Future fusion devices will use tritium and deuterium fuel. Because tritium is both radioactive and expensive, it is absolutely necessary that there be an understanding of the tritium retention characteristics of the materials used in these devices as well as how to recover the tritium. There are three materials that are strong candidates for plasma-facing-material use in next-step fusion devices.
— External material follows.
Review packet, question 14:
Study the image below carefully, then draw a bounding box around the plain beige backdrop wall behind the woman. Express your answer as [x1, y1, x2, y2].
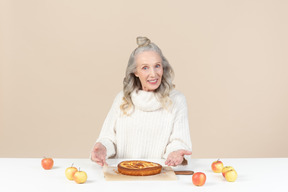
[0, 0, 288, 158]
These are beryllium, tungsten, and carbon. While beryllium has the disadvantage of high sputtering and low melting point (which limits its power handling capabilities in divertor areas), it has the advantages of being a low-Z material with a good thermal conductivity and the ability to get oxygen from the plasma. Due to beryllium's very low solubility for hydrogen, implantation of beryllium with deuterium and tritium results in a saturated layer in the very near-surface with limited inventory (J. Nucl. Mater. 273 (1999) 1). Unfortunately, there are nuclear reactions generated by neutrons that will breed tritium and helium in the material bulk (J. Nucl. Mater. 179 (1991) 329). This process will lead to a substantial tritium inventory in the bulk of the beryllium after long-term neutron exposure (i.e. well beyond the operation life time of a next-step reactor like ITER). Tungsten is a high-Z material that will be used in the divertor region of next-step devices (e.g. ITER) and possibly as a first wall material in later devices. The divertor is the preferred location for tungsten use because net erosion is very low there due to low sputtering and high redeposition. While experiments are still continuing on tritium retention in tungsten, present data suggest that relatively low tritium inventories will result with this material (J. Nucl. Mater. 290–293 (2001) 505). For tritium inventories, carbon is the problem material. Neutron damage to the graphite can result in substantial bulk tritium retention (J. Nucl. Mater. 191–194 (1992) 368), and codeposition of the sputtered carbon with the tritium from the plasma will produce a layer of carbonaceous material potentially containing kilograms of tritium in the cooler areas of the tokamak (J. Vac. Sci. Technol. A5 (1987) 2286). This paper reviews the tritium retention mechanisms for the three materials discussed above. Tritium removal techniques, including those used in situ to minimize in-vessel inventories as well as those used to reduce contamination prior to waste disposal, are discussed.